We have shared many secrets over the years. I have cried, my nose tucked on top of your nose. Perhaps it was my tears that softened your straw filling and soaked it into disintegration. I’m sorry if that was the case. I hope you haven’t minded my amateur repairs. I think the new flashy bandage the doctor gave me for my hand is a better fix for your nose, than the bulky ace bandage that smothered your face almost beyond recognition. The skin tone of the Coban better fits your faded once-upon-a-time golden fluff. I got my hair coloured yesterday. I’m not bald like you, just white – snow white underneath the painted on blonde. There is no cure for your baldness, and even if there was, I like you the way you are. I don’t mind being reminded of my aging when I look at you and watch you fade. I dare not let my hair go white though, as to do so would remind my dearest love that he is aging too. I think it is an American thing, or maybe just California dreaming that buries age in dye. Twenty-five years ago my dad suggested I box you up and send you to the teddy bear hospital to get you fixed. I thought about it for a while and came to the conclusion a month ago that I simply could not do that. Again it’s about loving you the way you are. It’s also about fear – fear of change, fear that you will not look the same or smell the same. You host a thousand scents; of infancy, childhood, the first perfume I bought when I was a teen, the dried in sweat of the first time I made love and sobbed with you afterwards, him gone, you and me alone in the bed and I, asking you, wondering if I had given away my virginity too young. You spoke to me back then, reassuring me every time I tipped you forward to hear the gentle growl from inside your tummy. I don’t remember when your voice box fell silent. I still tip you now sometimes hoping you will speak again.

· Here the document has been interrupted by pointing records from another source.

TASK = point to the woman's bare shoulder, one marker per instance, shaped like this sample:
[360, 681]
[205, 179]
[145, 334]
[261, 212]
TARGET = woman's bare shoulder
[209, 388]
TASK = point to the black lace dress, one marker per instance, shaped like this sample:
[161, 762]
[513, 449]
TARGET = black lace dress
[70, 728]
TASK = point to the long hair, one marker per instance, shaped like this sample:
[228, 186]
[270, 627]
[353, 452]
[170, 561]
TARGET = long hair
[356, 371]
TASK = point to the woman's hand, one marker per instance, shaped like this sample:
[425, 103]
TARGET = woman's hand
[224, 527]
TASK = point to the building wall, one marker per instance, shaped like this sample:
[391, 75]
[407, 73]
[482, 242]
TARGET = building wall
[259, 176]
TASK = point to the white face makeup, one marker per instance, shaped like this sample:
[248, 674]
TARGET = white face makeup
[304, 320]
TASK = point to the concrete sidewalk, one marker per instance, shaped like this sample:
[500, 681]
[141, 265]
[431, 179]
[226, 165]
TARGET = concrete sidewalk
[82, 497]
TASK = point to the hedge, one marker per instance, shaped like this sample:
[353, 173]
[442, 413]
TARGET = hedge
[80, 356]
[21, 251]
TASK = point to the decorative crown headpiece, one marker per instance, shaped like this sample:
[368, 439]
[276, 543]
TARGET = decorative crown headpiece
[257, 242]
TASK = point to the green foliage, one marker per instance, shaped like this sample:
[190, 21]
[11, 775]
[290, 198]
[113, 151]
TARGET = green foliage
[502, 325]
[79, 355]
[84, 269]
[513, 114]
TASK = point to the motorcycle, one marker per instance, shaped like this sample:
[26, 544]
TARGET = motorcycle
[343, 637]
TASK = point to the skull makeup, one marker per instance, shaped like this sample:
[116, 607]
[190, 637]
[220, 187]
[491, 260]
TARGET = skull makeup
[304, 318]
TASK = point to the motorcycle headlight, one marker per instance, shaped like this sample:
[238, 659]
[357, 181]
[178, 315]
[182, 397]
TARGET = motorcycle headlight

You carry the dust of continents in your round, still soft belly. I wonder what the airline staff thought all those years when I fastened the seat belts around you. My heart almost broke the first time I traveled without you. But I came home to your worn out hands, your creaking arms tired from my childhood handling. It must have been the oils from my skin that wore away your leather clad paws, hands and feet. I did an awful job stitching black felt around your worn out hands – your now black-gloved forearms. You were such a sport in the olden days. You played sick so well lined up in my imaginary hospital; home-made beds for you and walky-talky doll, long-legged-Polly Anna doll, stuffed dog, and the occasional pretty doll that mum brought home from business trips. You outlived them all.
You were a good student too, sitting to attention on the classroom bed with the above cast of characters, my home-made school books tucked into your lap. You learned so much, and I did too.
I sat you up on my grown-up bed today, tucked up against a pillow. You were wrapped in the cotton blanket – the first blanket, from my almost 29 year old daughter’s ancient crib. As your cover fell away and revealed you, it revealed me too. I laughed. I too have worn frilly white socks that cover my legs from toe to thigh. Like you, I wore those socks to cover and support the frailty of aging. I went to the people hospital and got a new knee some months ago, not much fun. Don’t you think those frilly socks give such great support? And as for hands, again like you, one of mine barely works anymore. They couldn’t fully mend it at the people fixing place.
I look into your brown glass eyes, and they reflect a past, the present and a future too. They speak to me in loving calm of joy and pain, love – lost and found, lessons learned, lessons failed, hopes and dreams and trust, but most of all you speak to me of the gift of acceptance.